No significant differences were found between the intraoral scanning group (20 patients) and the plaster models group (20 patients; P>0.002). The ICCs ranged from 0.814 to 0.993, indicating excellent agreement between the direct digital and traditional plaster models. There were no significant differences between the digital and original plaster models (P>0.002). ICCs ranged from 0.834 to 0.995, indicating excellent agreement between the indirect digital and original plaster models. No significant differences were detected between the direct and indirect digital models (P>0.002). ICCs ranged between 0.813 and 0.999, indicating excellent agreement between direct and indirect digital models.
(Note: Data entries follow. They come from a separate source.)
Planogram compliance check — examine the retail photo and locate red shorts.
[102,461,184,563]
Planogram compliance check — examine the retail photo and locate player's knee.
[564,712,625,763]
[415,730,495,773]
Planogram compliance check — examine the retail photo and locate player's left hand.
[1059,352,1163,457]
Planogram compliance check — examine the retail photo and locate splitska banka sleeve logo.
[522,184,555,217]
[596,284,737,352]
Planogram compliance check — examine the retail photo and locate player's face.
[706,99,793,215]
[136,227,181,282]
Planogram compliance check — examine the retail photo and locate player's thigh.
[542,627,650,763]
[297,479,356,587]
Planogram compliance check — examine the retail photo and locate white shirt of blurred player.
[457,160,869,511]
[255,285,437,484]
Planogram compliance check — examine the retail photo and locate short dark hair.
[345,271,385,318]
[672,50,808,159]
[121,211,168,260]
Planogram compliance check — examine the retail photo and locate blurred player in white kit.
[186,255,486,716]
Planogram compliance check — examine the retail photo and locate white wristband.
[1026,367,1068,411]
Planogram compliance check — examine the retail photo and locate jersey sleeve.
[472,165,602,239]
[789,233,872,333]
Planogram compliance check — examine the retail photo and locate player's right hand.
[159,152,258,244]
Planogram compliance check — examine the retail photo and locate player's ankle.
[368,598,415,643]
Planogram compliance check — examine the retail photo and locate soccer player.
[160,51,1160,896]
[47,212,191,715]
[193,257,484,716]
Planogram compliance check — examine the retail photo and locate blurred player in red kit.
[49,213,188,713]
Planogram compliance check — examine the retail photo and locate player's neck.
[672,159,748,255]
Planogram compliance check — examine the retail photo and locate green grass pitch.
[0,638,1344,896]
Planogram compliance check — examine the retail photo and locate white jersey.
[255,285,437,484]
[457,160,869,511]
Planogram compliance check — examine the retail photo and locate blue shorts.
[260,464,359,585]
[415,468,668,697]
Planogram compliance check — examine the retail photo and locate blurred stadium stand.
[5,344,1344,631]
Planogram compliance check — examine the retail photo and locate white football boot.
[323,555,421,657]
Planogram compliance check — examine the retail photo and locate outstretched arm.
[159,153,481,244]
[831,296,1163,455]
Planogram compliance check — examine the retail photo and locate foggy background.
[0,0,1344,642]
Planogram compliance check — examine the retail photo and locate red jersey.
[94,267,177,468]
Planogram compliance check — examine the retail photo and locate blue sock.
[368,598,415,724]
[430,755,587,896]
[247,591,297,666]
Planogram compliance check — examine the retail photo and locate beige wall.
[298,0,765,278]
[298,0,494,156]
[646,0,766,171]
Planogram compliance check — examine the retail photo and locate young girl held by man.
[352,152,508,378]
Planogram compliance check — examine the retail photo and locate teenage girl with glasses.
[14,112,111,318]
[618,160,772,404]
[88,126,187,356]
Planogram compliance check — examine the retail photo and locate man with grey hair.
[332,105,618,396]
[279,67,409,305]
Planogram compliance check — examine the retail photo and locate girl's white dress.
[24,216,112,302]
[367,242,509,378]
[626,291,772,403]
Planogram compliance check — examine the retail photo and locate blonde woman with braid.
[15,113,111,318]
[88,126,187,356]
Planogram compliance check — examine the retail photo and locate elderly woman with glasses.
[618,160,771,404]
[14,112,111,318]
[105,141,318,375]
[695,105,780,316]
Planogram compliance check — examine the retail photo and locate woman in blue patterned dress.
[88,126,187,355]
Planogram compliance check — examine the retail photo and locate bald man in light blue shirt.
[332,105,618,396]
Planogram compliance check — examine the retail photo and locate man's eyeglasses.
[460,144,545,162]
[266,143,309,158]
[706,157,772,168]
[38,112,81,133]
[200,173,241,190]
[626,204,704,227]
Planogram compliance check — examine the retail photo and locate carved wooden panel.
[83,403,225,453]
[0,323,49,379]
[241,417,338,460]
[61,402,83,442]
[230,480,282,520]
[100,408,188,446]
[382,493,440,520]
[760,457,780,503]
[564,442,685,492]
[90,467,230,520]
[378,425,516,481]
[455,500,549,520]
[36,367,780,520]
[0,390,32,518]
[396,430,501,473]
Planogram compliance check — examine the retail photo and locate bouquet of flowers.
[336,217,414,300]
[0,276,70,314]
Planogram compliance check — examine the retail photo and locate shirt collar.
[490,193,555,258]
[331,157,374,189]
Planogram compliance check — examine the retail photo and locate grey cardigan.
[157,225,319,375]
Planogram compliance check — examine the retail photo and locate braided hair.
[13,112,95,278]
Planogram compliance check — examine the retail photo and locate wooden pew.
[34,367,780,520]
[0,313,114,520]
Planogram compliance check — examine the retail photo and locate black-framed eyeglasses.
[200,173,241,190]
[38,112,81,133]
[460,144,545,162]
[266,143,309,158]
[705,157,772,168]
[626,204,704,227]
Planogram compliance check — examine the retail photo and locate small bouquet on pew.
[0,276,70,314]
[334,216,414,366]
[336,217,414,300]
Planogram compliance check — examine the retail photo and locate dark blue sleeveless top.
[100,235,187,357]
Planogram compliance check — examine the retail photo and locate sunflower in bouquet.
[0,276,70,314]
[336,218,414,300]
Both direct and indirect scanning techniques are accurate and reliable for digital model preparation and can be considered an alternative to traditional plaster models used in clinical orthodontics diagnostic applications. The intraoral scanning technique can be considered a valid alternative for indirect scanning of the plaster models to prepare digital working models during the digital design and fabrication of orthodontic appliances such as clear aligners.
本研究的目的是评估与作为金标准的石膏模型相比,通过直接口内扫描和石膏模型间接扫描制备的牙科数字模型的尺寸精度和可靠性。
本研究纳入20例患者。其中9例为安氏I类错牙合,7例为安氏II类错牙合,4例为安氏III类错牙合。使用口内扫描仪(i700;Medit,韩国首尔)对本研究纳入的所有患者的上下牙弓进行口内扫描。下一步是为对照组制备石膏模型。对每位患者的牙弓取加成型硅橡胶印模。按照美国正畸委员会(ABO)标准灌注印模。最后,使用三维桌面扫描仪(T710;Medit)制备间接扫描组的数字模型。总共在石膏模型和数字模型上进行了26次测量。采用配对t检验来检验研究组之间的显著差异。使用组内相关系数(ICC)来检验所研究技术的可靠性。由于进行了多次比较,将ɑ水平调整并设定为0.002。
口内扫描组(20例患者)与石膏模型组(20例患者)之间未发现显著差异(P>0.002)。ICC范围为0.814至0.993,表明直接数字模型与传统石膏模型之间具有极好的一致性。数字模型与原始石膏模型之间无显著差异(P>0.002)。ICC范围为0.834至0.995,表明间接数字模型与原始石膏模型之间具有极好的一致性。直接数字模型与间接数字模型之间未检测到显著差异(P>0.002)。ICC范围在0.813至0.999之间,表明直接数字模型与间接数字模型之间具有极好的一致性。
直接和间接扫描技术在数字模型制备方面均准确可靠,可被视为临床正畸诊断应用中传统石膏模型的替代方法。在正畸矫治器(如透明矫治器)的数字设计和制作过程中,口内扫描技术可被视为石膏模型间接扫描以制备数字工作模型的有效替代方法。